Xi will arrive on Wednesday, the official Saudi Press Agency said, for only his third trip abroad since the coronavirus pandemic began and his first to Saudi Arabia since 2016.
Xi, head of the world’s number-two economy, will also attend China-Arab summit in which 14 Arab heads of states are expected to attend. He will also hold talks with leaders from elsewhere in the Middle East, strengthening China’s growing ties with the region.
The bloc’s chief, Nayef al-Hajraf, emphasised “the importance of GCC-Chinese relations”, noting in the statement that China is “ranked first on the list of the GCC countries’ trade partners”.
The bilateral summit, chaired by King Salman and attended by Crown Prince Mohammed bin Salman, the kingdom’s de facto ruler, comes after Xi secured a historic third term in November.
Xi’s visit reflects “much deeper relations developed in recent years” between the two countries, said Ali Shihabi, a Saudi analyst close to the government.
“As the largest importer of Saudi oil, China is a critically important partner and military relations have been developing strongly,” he said, adding that he expected “a number of agreements to be signed”.

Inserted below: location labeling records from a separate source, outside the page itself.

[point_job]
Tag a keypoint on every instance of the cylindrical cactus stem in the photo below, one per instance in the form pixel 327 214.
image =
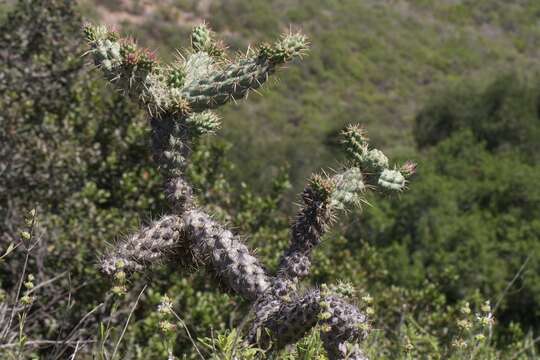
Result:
pixel 309 226
pixel 236 79
pixel 171 139
pixel 152 244
pixel 291 319
pixel 225 254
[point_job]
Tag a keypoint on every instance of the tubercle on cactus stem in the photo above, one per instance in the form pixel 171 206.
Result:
pixel 179 98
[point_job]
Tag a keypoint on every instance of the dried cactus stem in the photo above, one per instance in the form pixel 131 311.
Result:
pixel 227 256
pixel 291 320
pixel 153 244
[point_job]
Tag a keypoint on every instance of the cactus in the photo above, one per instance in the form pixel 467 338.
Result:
pixel 179 98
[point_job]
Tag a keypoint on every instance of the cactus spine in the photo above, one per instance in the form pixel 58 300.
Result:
pixel 179 98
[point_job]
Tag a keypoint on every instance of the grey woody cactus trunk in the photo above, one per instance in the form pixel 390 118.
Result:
pixel 179 98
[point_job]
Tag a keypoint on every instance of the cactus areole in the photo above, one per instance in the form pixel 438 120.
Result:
pixel 179 98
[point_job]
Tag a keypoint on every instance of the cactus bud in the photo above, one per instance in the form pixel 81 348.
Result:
pixel 392 180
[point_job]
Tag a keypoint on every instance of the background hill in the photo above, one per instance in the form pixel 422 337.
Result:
pixel 451 84
pixel 374 62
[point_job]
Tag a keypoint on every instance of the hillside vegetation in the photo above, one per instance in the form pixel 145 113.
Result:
pixel 376 62
pixel 447 269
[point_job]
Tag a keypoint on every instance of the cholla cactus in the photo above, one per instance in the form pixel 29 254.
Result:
pixel 179 98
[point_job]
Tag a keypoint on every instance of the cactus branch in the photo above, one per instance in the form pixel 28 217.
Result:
pixel 179 98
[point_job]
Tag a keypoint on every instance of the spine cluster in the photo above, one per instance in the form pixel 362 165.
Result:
pixel 179 98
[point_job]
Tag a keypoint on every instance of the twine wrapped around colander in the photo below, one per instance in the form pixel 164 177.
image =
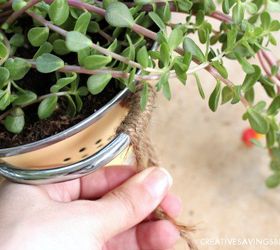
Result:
pixel 135 125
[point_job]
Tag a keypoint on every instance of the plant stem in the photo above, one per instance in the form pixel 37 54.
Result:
pixel 40 98
pixel 6 5
pixel 266 68
pixel 271 61
pixel 94 46
pixel 152 35
pixel 7 44
pixel 121 74
pixel 47 23
pixel 18 13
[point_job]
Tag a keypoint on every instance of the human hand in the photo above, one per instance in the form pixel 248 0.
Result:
pixel 71 215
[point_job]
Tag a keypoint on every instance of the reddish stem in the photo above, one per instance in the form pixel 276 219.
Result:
pixel 271 61
pixel 18 13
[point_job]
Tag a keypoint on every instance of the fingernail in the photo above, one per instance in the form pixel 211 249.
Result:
pixel 158 181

Last week, the Saudi government sent out registration forms for reporters to cover the summit, without confirming the exact dates.
Xi’s visit also coincides with heightened tensions between Saudi Arabia and the United States over issues ranging from energy policy to regional security and human rights.
The latest blow to that decades-old partnership came in October when the OPEC+ oil bloc agreed to cut production by two million barrels a day, a move the White House said amounted to “aligning with Russia” on the war in Ukraine.
On Sunday, OPEC+ opted to keep those cuts in place. Shihabi said the timing was “a coincidence and not directed at US”.
Xi last visited Saudi Arabia in 2016, the year before Prince Mohammed became first in line to the throne, on a trip that also featured stops in Egypt and Saudi rival Iran.
Prince Mohammed visited China and met with Xi on an Asia tour in 2019, the year before the coronavirus pandemic took hold.
This week’s meeting will cap a year in which Saudi Arabia, and specifically Prince Mohammed, have come in from the cold following the fierce international outcry that erupted over the 2018 killing of Saudi journalist Jamal Khashoggi inside the kingdom’s Istanbul consulate.
This year, Prince Mohammed has already welcomed Britain’s then-prime minister Boris Johnson, French President Emmanuel Macron and US President Joe Biden, who greeted the crown prince with a fist bump in Jeddah, reversing a 2019 pledge to make Saudi Arabia “a pariah”.